Restart your containers, then create your admin user manually inside the Prosody container:

docker-compose exec prosody prosodyctl --config /config/prosody.cfg.lua register username meet.jitsi password

3. Fixing the “No Video” Firewall Trap

The most common headache for new admins is the “black screen” issue. This usually happens because the required ports are blocked. Ensure your firewall allows these:

  • 80/TCP: Necessary for Let’s Encrypt renewals.
  • 443/TCP: The standard port for the web interface.
  • 10000/UDP: The critical path for video and audio streams.
  • 3478/UDP: Helps clients connect through restrictive NAT setups (STUN).

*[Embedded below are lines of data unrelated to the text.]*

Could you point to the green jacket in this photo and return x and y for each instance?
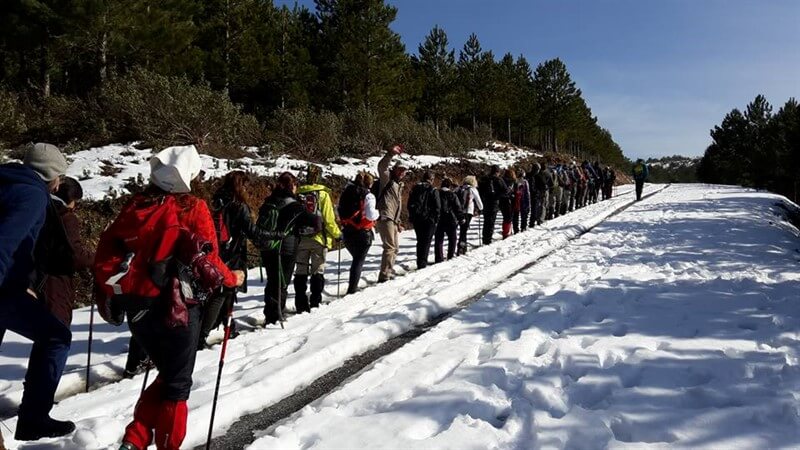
(330, 229)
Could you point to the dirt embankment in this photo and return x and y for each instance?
(95, 216)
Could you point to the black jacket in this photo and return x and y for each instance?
(492, 189)
(424, 203)
(291, 216)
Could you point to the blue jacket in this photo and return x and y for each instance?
(23, 206)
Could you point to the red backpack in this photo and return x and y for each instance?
(133, 251)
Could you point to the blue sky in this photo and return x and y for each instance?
(658, 74)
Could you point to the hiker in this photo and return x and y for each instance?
(281, 212)
(357, 214)
(315, 241)
(640, 173)
(471, 199)
(234, 225)
(424, 207)
(609, 177)
(492, 188)
(158, 232)
(507, 202)
(60, 251)
(539, 179)
(451, 214)
(24, 197)
(389, 198)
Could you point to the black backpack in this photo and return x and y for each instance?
(419, 203)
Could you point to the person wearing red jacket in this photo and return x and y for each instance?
(161, 411)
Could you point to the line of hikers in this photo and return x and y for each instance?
(172, 266)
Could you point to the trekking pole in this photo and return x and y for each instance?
(144, 383)
(89, 354)
(339, 274)
(228, 322)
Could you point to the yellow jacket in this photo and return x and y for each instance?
(330, 229)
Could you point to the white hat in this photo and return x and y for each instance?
(174, 168)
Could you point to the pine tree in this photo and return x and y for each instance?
(555, 97)
(438, 69)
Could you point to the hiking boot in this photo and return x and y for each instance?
(49, 428)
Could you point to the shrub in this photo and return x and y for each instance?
(167, 111)
(12, 119)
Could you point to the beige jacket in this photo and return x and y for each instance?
(390, 197)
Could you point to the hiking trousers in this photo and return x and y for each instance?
(28, 317)
(358, 243)
(489, 218)
(463, 243)
(161, 411)
(390, 240)
(451, 231)
(424, 230)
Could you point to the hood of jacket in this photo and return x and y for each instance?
(20, 174)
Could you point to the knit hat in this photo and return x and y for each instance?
(46, 160)
(173, 169)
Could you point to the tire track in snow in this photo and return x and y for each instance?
(241, 433)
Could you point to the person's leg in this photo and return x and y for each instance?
(318, 255)
(212, 309)
(388, 232)
(27, 317)
(489, 216)
(463, 243)
(438, 252)
(302, 271)
(452, 234)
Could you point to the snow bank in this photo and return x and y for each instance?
(265, 366)
(105, 171)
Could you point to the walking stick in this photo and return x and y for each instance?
(339, 274)
(228, 322)
(89, 354)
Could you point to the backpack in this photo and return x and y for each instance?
(315, 223)
(133, 253)
(464, 193)
(351, 208)
(268, 221)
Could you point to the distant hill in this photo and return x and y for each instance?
(673, 169)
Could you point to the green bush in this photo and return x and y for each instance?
(166, 111)
(12, 119)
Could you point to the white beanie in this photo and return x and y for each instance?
(174, 168)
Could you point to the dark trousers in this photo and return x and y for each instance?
(172, 350)
(358, 243)
(463, 244)
(215, 311)
(279, 272)
(451, 231)
(489, 218)
(136, 356)
(29, 318)
(424, 230)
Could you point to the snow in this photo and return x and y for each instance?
(105, 171)
(671, 324)
(260, 363)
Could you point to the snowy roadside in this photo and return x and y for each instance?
(673, 324)
(105, 171)
(267, 365)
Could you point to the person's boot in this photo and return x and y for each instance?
(300, 295)
(28, 430)
(317, 285)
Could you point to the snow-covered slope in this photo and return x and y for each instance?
(674, 324)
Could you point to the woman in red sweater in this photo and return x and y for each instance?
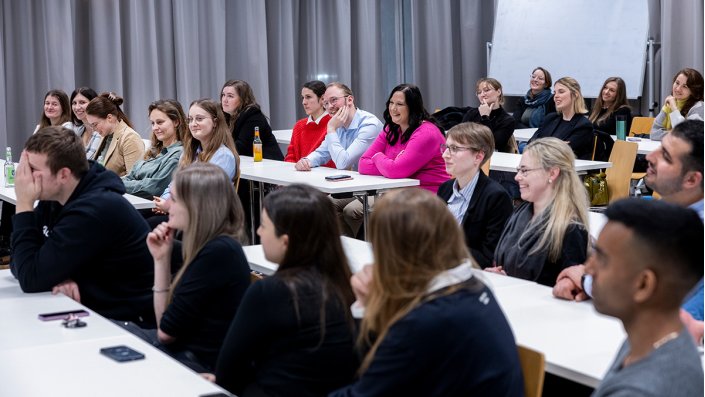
(309, 132)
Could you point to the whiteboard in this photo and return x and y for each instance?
(589, 40)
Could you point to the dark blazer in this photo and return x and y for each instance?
(244, 134)
(577, 131)
(489, 209)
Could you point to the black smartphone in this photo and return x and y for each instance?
(121, 353)
(338, 178)
(62, 315)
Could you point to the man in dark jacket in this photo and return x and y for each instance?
(83, 238)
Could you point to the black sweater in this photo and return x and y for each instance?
(97, 239)
(244, 134)
(206, 299)
(499, 122)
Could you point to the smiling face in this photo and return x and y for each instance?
(163, 127)
(609, 93)
(201, 124)
(230, 100)
(398, 110)
(78, 106)
(680, 87)
(52, 108)
(487, 94)
(313, 105)
(274, 246)
(532, 180)
(562, 97)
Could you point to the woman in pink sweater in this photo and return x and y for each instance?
(309, 132)
(408, 146)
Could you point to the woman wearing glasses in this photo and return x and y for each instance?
(408, 144)
(243, 114)
(208, 141)
(293, 333)
(122, 146)
(537, 103)
(569, 122)
(549, 232)
(430, 326)
(150, 176)
(195, 308)
(479, 204)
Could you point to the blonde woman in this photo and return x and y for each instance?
(195, 308)
(548, 232)
(569, 123)
(432, 327)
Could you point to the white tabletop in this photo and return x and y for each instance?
(358, 253)
(509, 162)
(645, 146)
(283, 174)
(524, 134)
(8, 194)
(42, 358)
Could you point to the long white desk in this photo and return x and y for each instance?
(509, 162)
(42, 358)
(283, 174)
(7, 194)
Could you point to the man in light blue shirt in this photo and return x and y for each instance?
(349, 133)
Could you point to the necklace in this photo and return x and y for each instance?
(665, 339)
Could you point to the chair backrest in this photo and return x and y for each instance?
(641, 125)
(532, 367)
(620, 174)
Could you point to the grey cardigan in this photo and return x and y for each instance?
(149, 178)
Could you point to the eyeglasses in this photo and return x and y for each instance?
(453, 149)
(333, 100)
(523, 171)
(197, 119)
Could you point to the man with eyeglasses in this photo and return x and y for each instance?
(349, 133)
(83, 238)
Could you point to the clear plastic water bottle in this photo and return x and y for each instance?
(9, 168)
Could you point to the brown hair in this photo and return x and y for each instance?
(65, 108)
(63, 148)
(107, 103)
(172, 108)
(479, 137)
(403, 268)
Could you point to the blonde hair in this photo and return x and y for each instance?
(574, 87)
(405, 264)
(569, 202)
(196, 185)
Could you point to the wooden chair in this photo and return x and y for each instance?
(619, 176)
(532, 367)
(641, 125)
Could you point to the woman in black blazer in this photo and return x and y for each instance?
(569, 123)
(480, 205)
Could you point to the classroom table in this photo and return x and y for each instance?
(42, 358)
(283, 174)
(509, 162)
(7, 194)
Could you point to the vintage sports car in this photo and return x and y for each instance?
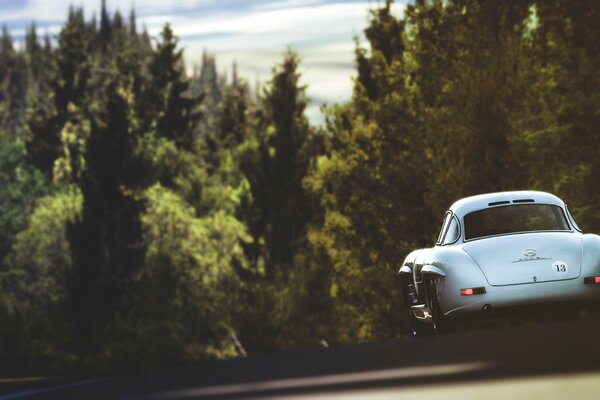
(497, 251)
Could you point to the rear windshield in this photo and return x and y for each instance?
(513, 219)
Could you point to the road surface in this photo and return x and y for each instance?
(537, 361)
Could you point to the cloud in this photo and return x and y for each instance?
(255, 33)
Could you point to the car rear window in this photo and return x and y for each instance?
(514, 219)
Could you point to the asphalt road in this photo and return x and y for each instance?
(537, 361)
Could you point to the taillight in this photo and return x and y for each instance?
(472, 291)
(592, 279)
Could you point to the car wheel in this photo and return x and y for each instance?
(440, 323)
(417, 328)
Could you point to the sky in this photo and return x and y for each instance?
(253, 33)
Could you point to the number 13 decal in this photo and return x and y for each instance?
(560, 267)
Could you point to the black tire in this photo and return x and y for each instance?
(417, 328)
(440, 323)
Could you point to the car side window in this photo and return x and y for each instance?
(452, 233)
(572, 220)
(444, 226)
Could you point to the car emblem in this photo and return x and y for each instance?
(530, 253)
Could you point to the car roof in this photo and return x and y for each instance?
(474, 203)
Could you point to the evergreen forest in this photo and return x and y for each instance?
(151, 218)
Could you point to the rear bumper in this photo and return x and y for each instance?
(572, 291)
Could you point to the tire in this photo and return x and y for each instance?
(417, 328)
(440, 323)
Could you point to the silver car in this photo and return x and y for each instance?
(497, 251)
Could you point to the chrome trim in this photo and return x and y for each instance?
(430, 269)
(405, 270)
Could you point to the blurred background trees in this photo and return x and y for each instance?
(149, 216)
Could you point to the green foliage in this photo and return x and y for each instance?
(34, 287)
(148, 217)
(182, 300)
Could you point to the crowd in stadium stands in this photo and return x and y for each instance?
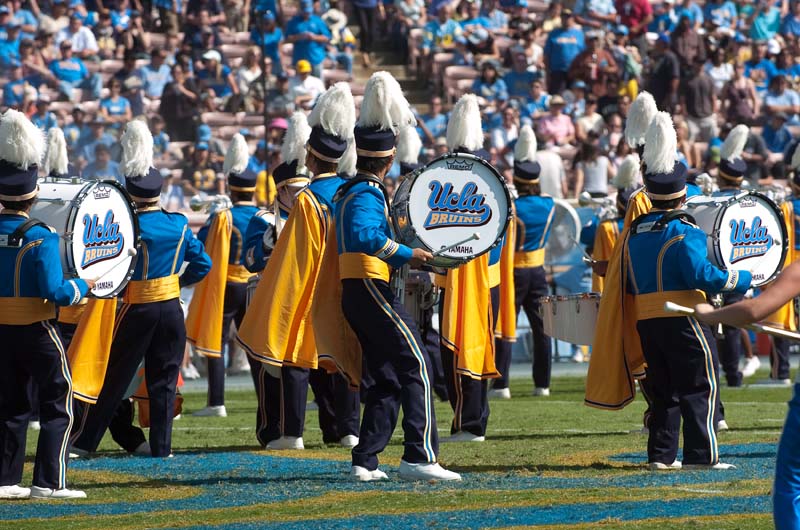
(202, 70)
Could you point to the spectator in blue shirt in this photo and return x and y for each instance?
(434, 124)
(776, 134)
(310, 36)
(562, 46)
(780, 98)
(71, 73)
(43, 118)
(268, 36)
(155, 75)
(102, 168)
(115, 109)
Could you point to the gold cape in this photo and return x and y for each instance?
(204, 322)
(276, 328)
(90, 347)
(467, 326)
(617, 357)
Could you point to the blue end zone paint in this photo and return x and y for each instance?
(241, 479)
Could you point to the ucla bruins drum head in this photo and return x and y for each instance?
(98, 227)
(457, 201)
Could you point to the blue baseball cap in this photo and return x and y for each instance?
(203, 133)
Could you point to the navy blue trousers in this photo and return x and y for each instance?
(682, 382)
(34, 352)
(339, 407)
(233, 312)
(398, 372)
(122, 429)
(730, 345)
(469, 397)
(530, 284)
(153, 332)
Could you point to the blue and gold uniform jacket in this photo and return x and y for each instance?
(364, 235)
(670, 263)
(534, 221)
(241, 214)
(166, 243)
(33, 279)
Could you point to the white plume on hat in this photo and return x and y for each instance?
(21, 142)
(347, 164)
(660, 145)
(734, 143)
(464, 128)
(641, 113)
(237, 157)
(628, 173)
(294, 141)
(408, 145)
(335, 111)
(384, 106)
(56, 160)
(137, 149)
(525, 150)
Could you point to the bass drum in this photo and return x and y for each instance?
(564, 234)
(98, 226)
(745, 231)
(456, 199)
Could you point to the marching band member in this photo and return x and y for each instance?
(468, 307)
(730, 175)
(785, 316)
(786, 489)
(393, 357)
(666, 259)
(534, 221)
(150, 324)
(221, 297)
(30, 263)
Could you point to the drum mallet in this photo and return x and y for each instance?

Optimization and Real-World Tips

Hardware Requirements

You don’t need a beefy 16GB RAM server. JVB is surprisingly light. I have successfully hosted 10-person calls on a VPS with 2GB of RAM and 2 CPU cores (roughly $12/month on DigitalOcean). Your bottleneck will likely be upload bandwidth. Plan for about 2.5 Mbps of outbound speed per 720p HD stream.

Leverage the Mobile Apps

The Jitsi iOS and Android apps are excellent. Don’t bother with the browser on your phone. Simply open the app settings and change the “Server URL” to your own domain. It provides a native experience while staying entirely on your private hardware.

Custom Branding

Make the platform your own. You can override the default UI by mapping a custom interface_config.js file in your ~/.jitsi-meet-cfg/web directory. You can hide the Jitsi logo, change the background colors, or rename the app to match your personal brand.

Monitoring for Lag

If a call gets choppy, check the built-in “speaker stats.” Jitsi includes small connection bars on every participant’s tile. If only one person shows red bars, the issue is their local Wi-Fi, not your server. This makes it easy to debug performance issues on the fly.

Hosting your own communication tools moves the needle on digital sovereignty. Once Jitsi is running, you’ll realize you don’t have to trade privacy for convenience. It requires some initial configuration, but the peace of mind is worth the effort.